September 11, 2020


Knowledge work is inherently difficult to practice. It doesn’t clearly support deliberate practice as defined by Anders Ericsson because feedback is late, unclear, and difficult to assign to any specific behavior. Given that constraint, how do we practice and become better at our jobs?

I contend that we can improve our abilities by focusing on the meta-skills of our jobs and turning them into habits and muscle memory. Some meta-skills that meet this criteria would include:

  • Knowing how you best learn and having a way to synthesize what you learn into new products and insight.
  • Having a good system of organizing your tasks and commitments.
  • Understanding how you best manage your attention and energy.
  • Using a consistent set of tools.

Let’s discuss each of these, beginning with learning and knowledge application. It’s long accepted that different people learn best from different methods - I, for one, learn well from reading and then writing the material in my own words. The next step, taking what you’ve learned and applying it to a new context, is often skipped. As knowledge workers this step is what separates “meets expectations” from “exceeds expectations” or “exceptional”. If you know how you best learn and the process you best use for taking that knowledge forward you can repeat that process in your work.
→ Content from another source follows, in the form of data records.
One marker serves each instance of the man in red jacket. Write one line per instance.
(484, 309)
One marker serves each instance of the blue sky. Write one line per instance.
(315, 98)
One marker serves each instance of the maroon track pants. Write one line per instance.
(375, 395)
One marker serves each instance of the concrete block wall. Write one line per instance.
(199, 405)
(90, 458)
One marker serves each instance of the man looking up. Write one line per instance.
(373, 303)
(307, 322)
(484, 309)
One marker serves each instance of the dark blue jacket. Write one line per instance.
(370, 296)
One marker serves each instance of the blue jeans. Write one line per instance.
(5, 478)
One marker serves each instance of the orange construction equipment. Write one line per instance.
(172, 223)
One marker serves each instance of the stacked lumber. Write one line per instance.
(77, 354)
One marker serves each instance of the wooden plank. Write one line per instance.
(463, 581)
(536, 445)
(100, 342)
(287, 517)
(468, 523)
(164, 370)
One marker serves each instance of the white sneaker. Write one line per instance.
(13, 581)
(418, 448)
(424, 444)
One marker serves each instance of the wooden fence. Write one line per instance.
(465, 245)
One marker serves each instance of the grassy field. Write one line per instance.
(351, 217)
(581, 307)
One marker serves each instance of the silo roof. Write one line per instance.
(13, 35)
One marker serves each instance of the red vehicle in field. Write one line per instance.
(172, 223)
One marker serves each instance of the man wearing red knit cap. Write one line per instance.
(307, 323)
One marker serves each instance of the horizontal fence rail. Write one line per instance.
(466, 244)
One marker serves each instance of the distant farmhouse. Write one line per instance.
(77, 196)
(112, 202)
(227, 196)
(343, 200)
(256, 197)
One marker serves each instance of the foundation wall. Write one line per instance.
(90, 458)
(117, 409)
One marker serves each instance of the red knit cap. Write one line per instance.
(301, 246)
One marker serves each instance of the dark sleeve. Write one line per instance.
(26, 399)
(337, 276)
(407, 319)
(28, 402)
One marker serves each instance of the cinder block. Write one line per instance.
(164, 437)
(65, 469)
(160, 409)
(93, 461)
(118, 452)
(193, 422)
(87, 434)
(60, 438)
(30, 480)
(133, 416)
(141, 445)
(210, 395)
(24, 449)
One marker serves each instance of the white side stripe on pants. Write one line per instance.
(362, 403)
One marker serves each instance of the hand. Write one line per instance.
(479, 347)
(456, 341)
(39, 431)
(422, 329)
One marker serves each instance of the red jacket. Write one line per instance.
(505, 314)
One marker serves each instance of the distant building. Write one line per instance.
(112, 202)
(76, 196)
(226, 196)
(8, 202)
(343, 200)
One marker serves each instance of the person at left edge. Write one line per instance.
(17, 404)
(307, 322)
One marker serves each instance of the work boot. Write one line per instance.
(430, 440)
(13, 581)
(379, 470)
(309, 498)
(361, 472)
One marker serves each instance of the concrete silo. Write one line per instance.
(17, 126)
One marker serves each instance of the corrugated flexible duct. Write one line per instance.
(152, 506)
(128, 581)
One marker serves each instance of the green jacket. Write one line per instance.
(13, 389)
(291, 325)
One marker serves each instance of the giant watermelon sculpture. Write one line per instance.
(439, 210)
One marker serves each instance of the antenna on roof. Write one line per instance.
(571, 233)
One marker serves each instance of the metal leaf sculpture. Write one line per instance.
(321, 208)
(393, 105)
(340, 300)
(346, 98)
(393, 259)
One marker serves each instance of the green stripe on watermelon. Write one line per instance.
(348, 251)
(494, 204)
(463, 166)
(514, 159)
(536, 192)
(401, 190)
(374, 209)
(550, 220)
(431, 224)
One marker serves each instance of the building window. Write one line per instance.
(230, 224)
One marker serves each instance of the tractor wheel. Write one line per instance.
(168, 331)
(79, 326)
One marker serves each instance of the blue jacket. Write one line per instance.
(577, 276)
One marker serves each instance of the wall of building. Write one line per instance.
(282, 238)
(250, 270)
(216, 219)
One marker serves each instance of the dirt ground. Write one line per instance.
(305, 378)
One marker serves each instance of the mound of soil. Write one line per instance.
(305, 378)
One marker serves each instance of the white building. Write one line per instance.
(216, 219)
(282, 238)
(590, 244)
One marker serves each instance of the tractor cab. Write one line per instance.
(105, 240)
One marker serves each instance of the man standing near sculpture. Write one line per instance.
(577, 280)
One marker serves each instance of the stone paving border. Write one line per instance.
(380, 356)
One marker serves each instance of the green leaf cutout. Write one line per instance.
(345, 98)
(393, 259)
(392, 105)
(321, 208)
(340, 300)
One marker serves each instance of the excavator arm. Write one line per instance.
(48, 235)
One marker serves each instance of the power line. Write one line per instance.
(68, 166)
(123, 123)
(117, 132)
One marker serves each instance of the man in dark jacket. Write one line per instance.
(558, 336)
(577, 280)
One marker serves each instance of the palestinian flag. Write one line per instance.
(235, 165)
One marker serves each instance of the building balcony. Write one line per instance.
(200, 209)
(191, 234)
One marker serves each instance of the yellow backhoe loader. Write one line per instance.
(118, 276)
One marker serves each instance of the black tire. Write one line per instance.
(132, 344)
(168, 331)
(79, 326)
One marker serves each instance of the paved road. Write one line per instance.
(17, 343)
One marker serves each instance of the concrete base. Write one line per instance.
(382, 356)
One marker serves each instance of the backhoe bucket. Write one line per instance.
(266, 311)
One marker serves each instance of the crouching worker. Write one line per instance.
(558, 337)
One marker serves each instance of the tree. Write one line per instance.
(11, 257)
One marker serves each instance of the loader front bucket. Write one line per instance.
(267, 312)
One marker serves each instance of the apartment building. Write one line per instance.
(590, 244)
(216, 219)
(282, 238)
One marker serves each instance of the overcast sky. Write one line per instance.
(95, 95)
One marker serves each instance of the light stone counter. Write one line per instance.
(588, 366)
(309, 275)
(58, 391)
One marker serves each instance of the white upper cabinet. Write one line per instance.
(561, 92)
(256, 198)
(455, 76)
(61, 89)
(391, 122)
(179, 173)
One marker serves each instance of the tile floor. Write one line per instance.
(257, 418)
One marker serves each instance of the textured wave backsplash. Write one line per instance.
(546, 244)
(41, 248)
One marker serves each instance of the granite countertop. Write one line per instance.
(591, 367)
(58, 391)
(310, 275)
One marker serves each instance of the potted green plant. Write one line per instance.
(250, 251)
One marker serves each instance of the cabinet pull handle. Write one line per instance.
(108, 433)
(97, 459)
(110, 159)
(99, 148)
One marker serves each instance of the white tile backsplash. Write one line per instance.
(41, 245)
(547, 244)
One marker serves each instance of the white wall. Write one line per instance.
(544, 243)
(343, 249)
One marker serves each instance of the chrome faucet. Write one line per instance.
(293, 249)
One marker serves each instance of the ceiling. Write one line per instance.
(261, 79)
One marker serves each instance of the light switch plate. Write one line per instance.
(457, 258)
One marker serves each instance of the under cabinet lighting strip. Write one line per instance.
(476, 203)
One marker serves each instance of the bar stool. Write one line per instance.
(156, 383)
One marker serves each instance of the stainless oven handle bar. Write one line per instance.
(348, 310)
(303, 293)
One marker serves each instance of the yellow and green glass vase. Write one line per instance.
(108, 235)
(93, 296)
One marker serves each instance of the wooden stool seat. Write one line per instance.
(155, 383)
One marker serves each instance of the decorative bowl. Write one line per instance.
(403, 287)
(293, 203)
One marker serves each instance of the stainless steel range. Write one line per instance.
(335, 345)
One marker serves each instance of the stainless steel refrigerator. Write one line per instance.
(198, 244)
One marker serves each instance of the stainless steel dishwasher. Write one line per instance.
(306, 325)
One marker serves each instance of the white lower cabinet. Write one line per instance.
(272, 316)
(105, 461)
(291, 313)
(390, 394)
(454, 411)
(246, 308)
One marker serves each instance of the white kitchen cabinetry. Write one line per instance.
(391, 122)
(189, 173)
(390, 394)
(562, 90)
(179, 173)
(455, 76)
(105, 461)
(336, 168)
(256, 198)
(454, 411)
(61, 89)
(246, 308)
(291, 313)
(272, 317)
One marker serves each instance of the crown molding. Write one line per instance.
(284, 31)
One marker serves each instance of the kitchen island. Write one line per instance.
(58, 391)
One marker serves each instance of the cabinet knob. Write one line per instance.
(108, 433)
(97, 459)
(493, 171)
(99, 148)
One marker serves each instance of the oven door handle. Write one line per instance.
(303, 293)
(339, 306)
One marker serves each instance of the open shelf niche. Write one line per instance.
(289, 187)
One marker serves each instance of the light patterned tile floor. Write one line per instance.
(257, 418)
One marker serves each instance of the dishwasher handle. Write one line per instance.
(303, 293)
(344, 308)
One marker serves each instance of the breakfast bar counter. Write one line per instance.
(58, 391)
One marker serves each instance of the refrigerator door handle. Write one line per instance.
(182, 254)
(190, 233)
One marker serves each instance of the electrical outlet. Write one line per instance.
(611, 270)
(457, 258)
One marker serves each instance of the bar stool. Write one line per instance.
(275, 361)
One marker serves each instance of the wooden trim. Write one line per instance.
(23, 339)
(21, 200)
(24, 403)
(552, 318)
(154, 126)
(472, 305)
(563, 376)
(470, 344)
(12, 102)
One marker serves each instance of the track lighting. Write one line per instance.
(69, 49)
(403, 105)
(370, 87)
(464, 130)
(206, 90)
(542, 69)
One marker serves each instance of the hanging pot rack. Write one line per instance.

Having a good system for organizing your daily work and your commitments is frequently overlooked, but is one way to set yourself apart from others. It allows you to be seen as a reliable partner and builds trust. People want to work with people they trust.

Next is managing your energy and attention. I’m not a believer in “time management”. Time is going to progress at the same rate no matter what you do or how you respond to it. We all have the same 1,440 minutes every day. What can be managed is how well you can apply your focus during those 1,440 minutes. Underpinning your ability to apply that focus is how well you manage your energy. Don’t mistake this for a philosophy of operating on a caffeine and sugar induced rage and living some hustle lifestyle - what I’m talking about here is a manageable, long-term strategy that considers how you will be operating days, weeks, months, and years from today.

Lastly are the tools we choose to use. Frequently we fall for what author Cal Newport calls “any-benefit tool selection” in his book “Deep Work”. In this mode of tool selection we will pick up and use any tool that brings some benefit while ignoring the cost side of the cost/benefit equation. This sits opposed to a craftsman approach to tool selection, where you have one tool for any given job and you know that tool intimately. Any new tool will be evaluated over time, and must be able to prove its worth compared to the cost of acquiring it, learning it, and becoming an expert at it.

All four of these domains are practicable in ways that provide fast and quantifiable feedback and support our ultimate work, making them excellent candidates to improve our effectiveness. They’re also broadly applicable to our careers and our lives. I would suggest that you each take some time to determine if you can answer each of those four questions. If you believe you have a system then ask yourself if you practice it well. If you don’t have a system I would recommend trying to identify one.